A molecule is a tightly bound group of atoms held together by interactions among their orbiting electrons—interactions that we call chemical bonds. Much like atoms, molecules can exist only in certain well-defined energy states, and again like atoms, molecules produce emission or absorption spectral lines when they make a transition from one state to another. Because molecules are more complex than individual atoms, the rules of molecular physics are also much more complex. Nevertheless, as with atomic spectral lines, painstaking experimental work over many decades has determined the precise frequencies (or wavelengths) at which millions of molecules emit and absorb radiation.

In addition to the lines resulting from electron transitions, molecular lines result from two other kinds of change not possible in atoms: molecules can rotate, and they can vibrate. Figure 4.14 illustrates these basic molecular motions. Molecules rotate and vibrate in specific ways. Just as with atomic states, only certain spins and vibrations are allowed by the rules of molecular physics. When a molecule changes its rotational state or its vibrational state, a photon is emitted or absorbed. Spectral lines characteristic of the specific kind of molecule result. These lines are molecular fingerprints, just like their atomic counterparts, enabling researchers to identify and study one kind of molecule to the exclusion of all others.

Figure 4.14 Molecules can change in three ways while emitting or absorbing electromagnetic radiation. Sketched here is the molecule carbon monoxide (CO) experiencing (a) a change in electron arrangement in which an electron in the outermost orbital of the oxygen atom drops to a lower-energy state, (b) a change in rotational state, and (c) a change in vibrational state.

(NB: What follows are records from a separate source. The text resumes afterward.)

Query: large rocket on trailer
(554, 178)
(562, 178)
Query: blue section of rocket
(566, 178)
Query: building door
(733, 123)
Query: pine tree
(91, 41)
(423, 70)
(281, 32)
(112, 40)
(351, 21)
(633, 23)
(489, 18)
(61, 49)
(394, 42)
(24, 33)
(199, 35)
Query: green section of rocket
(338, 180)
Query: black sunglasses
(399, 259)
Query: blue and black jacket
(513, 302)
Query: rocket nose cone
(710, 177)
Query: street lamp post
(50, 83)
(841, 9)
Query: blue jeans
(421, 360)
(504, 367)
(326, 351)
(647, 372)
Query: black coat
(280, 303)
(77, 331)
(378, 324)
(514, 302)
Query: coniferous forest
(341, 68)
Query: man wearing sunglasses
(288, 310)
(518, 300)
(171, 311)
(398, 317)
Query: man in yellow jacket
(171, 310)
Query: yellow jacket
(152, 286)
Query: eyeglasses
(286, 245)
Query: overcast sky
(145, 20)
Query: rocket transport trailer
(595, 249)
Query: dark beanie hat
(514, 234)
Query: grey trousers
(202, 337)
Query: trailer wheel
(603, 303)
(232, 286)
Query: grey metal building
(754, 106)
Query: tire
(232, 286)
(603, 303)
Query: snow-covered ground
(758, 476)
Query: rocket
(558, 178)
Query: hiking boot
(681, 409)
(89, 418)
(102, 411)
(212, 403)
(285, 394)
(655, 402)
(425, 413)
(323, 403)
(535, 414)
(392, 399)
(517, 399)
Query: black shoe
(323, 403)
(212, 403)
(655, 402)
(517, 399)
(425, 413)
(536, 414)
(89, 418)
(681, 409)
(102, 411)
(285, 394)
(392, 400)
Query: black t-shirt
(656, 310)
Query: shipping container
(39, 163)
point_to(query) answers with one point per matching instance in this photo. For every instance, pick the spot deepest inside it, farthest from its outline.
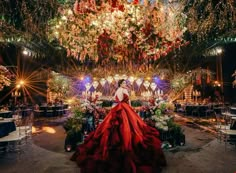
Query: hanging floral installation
(119, 31)
(4, 77)
(60, 85)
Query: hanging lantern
(124, 76)
(131, 79)
(88, 86)
(153, 86)
(146, 84)
(95, 84)
(109, 79)
(116, 77)
(103, 81)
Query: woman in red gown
(122, 143)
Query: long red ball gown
(122, 143)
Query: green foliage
(59, 84)
(74, 124)
(136, 103)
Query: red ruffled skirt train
(121, 143)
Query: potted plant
(73, 127)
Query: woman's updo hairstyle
(120, 82)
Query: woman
(121, 143)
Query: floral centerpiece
(85, 118)
(160, 117)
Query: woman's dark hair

As a rule of thumb, we can say that

  1. Electron transitions within molecules produce visible and ultraviolet spectral-line features.
  2. Changes in molecular vibration produce infrared spectral features.
  3. Changes in molecular rotation produce spectral lines in the radio part of the electromagnetic spectrum.

Molecular lines usually bear little resemblance to the spectral lines associated with their component atoms. For example, Figure 4.15(a) shows the emission spectrum of the simplest molecule known—molecular hydrogen. Notice how different it is from the spectrum of atomic hydrogen shown in part (b) of the figure.

Figure 4.15 (a) The spectrum of molecular hydrogen. Notice how it differs from the spectrum of the simpler atomic hydrogen (b).